If we want to be good gardeners of this new-sown soul, we must, with God's help, see to it that the good plantings are tended and grow -- and I am speaking now of the godly virtues. At very least, we must see that these good things are not neglected and die. Rather, we tend our souls carefully so that the first blossoms appear.
These are the spiritual "fragrances" that begin to rise from our lives -- the fragrances of faith, goodness, self-control, love, and the like. By them, many, many others are refreshed in spirit and attracted to the Lord...Then our Lord himself comes to walk in the midst of our garden. And it is all our joy to sense that He is there, taking pleasure in these lovely virtues."
I love this whole extended metaphor! (And quick side-note to poetic self, a slip of my neuropathied fingers made me realize that "soil" and "soul" are just one letter off.) I love the expression "fragrances of faith..." and that the purpose of the growing of good things is our lives is at least threefold: for our Lord's pleasure, for our own growth and joy, and for the refreshment of others that they may be drawn to the loving Lord and King we know.

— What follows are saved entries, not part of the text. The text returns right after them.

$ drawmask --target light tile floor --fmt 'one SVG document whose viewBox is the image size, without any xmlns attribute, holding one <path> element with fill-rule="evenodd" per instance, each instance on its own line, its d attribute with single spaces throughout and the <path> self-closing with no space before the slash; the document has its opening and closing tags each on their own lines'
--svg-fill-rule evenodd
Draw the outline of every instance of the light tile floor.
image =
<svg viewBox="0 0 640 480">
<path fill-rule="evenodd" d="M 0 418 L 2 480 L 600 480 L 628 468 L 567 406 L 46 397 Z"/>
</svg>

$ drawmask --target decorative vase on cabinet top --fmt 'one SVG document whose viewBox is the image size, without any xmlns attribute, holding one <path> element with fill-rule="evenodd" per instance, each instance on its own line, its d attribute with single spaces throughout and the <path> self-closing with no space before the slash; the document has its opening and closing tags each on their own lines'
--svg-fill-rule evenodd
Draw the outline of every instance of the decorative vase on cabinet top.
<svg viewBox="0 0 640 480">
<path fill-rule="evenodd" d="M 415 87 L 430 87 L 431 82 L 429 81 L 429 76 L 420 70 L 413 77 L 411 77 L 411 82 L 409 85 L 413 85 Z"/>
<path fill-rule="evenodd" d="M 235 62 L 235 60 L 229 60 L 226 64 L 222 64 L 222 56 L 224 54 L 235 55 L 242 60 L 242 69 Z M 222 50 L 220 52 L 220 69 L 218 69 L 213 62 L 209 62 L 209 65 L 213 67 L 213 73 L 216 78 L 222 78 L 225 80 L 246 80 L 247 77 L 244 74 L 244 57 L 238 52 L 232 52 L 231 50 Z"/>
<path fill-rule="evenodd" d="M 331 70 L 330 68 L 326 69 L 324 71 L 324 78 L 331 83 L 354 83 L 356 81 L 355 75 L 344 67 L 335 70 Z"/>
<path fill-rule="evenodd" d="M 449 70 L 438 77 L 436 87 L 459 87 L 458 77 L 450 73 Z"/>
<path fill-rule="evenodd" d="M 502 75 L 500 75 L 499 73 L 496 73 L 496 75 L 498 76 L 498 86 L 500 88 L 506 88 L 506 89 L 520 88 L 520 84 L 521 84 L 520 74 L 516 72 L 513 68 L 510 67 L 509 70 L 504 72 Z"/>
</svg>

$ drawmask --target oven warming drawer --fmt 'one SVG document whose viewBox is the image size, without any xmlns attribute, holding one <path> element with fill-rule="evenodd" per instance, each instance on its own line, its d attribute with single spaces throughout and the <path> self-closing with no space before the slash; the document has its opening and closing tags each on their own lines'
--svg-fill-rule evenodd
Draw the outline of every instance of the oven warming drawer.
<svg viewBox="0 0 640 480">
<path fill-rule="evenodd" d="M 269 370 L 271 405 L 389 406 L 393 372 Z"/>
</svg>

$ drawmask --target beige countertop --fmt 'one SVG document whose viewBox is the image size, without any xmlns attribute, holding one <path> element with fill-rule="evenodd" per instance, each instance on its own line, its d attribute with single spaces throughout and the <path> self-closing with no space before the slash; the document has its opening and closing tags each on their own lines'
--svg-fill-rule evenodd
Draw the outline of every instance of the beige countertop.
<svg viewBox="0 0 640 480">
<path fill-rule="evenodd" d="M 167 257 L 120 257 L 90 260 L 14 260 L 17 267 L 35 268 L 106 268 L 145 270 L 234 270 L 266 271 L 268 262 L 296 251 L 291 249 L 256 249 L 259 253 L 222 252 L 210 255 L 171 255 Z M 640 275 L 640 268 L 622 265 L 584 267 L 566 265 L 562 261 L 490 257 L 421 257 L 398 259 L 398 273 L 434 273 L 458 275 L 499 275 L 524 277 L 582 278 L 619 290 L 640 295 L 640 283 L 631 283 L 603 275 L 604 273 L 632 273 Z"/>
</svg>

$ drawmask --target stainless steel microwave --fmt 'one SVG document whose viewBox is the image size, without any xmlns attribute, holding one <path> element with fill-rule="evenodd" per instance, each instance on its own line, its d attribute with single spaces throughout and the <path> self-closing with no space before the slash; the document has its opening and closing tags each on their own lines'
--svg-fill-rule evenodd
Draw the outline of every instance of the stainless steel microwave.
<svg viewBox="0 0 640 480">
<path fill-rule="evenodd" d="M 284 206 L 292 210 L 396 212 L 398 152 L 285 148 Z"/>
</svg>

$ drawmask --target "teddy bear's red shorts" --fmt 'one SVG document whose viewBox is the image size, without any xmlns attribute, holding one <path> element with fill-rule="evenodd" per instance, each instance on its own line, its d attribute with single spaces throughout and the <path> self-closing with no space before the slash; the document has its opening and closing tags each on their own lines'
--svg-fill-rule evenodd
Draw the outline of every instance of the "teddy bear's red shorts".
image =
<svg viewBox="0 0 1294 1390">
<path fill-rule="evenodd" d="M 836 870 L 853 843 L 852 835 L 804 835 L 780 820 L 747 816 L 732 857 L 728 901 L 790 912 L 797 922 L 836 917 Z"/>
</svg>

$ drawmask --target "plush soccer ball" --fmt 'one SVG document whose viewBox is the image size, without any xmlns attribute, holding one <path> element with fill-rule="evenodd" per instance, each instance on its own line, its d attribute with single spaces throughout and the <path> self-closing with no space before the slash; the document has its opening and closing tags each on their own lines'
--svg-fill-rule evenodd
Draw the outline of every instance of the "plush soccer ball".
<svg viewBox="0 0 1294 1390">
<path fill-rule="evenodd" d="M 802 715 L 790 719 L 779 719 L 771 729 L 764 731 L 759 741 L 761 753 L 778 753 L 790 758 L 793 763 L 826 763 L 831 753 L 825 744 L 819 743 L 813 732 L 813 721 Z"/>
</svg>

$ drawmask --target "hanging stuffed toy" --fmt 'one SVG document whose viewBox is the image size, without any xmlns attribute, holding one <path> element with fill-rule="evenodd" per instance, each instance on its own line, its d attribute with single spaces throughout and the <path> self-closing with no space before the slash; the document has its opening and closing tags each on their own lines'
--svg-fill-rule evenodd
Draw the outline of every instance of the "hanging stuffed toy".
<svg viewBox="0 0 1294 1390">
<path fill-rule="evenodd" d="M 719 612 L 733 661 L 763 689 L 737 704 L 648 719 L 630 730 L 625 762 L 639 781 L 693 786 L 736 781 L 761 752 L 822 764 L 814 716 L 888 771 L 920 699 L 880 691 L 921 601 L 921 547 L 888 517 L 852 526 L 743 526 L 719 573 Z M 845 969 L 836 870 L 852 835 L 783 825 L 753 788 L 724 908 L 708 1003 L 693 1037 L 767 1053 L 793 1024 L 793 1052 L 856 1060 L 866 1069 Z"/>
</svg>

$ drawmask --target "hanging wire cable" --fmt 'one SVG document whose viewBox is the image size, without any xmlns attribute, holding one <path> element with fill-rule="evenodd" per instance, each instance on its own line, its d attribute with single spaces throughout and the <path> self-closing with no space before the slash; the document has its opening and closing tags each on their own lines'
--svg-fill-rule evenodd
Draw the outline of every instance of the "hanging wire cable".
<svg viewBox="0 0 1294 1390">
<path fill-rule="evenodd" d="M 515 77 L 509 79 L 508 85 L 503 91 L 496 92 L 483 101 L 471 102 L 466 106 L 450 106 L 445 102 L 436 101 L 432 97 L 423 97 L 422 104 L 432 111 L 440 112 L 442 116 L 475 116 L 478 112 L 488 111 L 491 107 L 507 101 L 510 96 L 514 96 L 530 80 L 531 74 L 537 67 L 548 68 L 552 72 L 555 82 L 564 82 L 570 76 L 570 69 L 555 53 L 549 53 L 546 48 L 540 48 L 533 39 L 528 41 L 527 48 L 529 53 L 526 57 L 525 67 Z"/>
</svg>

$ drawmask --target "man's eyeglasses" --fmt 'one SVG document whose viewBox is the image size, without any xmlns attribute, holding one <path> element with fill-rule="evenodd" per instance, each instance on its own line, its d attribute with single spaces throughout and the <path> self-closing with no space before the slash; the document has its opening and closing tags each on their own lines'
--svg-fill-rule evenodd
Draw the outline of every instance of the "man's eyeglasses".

I also love how the Lord, in his goodness, has this meditation dancing in my heart and mind today along with another meditation I've been contemplating for a few days, from Trevor Hudson's book Beyond Loneliness: The Gift of God's Friendship. I've been slowly working my way through the second chapter there, entitled "God's Passionate Longing for Friendship" in which he makes a couple of wonderful points. One is that God, of course, already has passionate and beautiful friendship within the triune Godhead. He did not create us because he *needed* friendship, but because he wanted it. He created us not out of need, but out of "the abundance of this divine relational life." He wants us to know that life, and so he invites us into it. And he takes the initiative to do this.
Where do we first see this? In the garden, the first garden, where we see the very first question in the Scriptures. The question is "where are you?" and God asks it of Adam and Eve when they hide from him after sinning because they are afraid.
I remember my daughter, when we read this story together when she was very little, asking me "why did God ask them that?" I think she was five or six at the time, and it already occurred to her very young mind that it seems like an odd question for the God of the universe to be asking. I remember her pointing out that God, being God, would know where they were. And it's true. He would also know why they were hiding. So why does he ask? As Hudson points out, he asks because
"even when we mess up, when we let ourselves down, when we fail to obey God, God does not reject us. Nor does God give up on us. Rather God comes looking for us. God continues to pursue our companionship. God knows the worst about us, but that knowledge does not prevent God from taking the initiative in reaching out to us. Here is the bottom line of God's good news: Nothing can ever extinguish the flame of God's passionate longing to be our friend."
Let's hear that last line again, and let's put it in bold: Nothing can ever extinguish the flame of God's passionate longing to be our friend. Can you hear that truth on this wintry Advent evening, during a season of life and love and light in the midst of darkness? God longs for us. And he longs to walk with us in the beautiful garden that together with him, we can create of our lives. He didn't have to go looking for Adam and Eve. But he did, because that is who he is, and has been, from all eternity. Jesus revealed God's heart to us even further when he gave us the picture of the Good Shepherd who went in pursuit of the one sheep who had wandered off from the fold.
Contemplate that amazing heart of God this Christmas. Contemplate that the loving heart that went to the cross has always, from the beginning of time, come looking for us when we are lost. That he does that for you, for me, and for every single person who ever lived. There is no one beyond the reach of that grace, no one he doesn't long to find and bring back into a close walk with him in a beautiful garden. When we know this with all our heart, it will shine forth from us in gospel beauty, refreshing others and attracting them to his heart. That's why we're here on earth, and for no other, deeper reason, I am coming to believe. We are here to learn to walk with him and to draw others into that loving walk.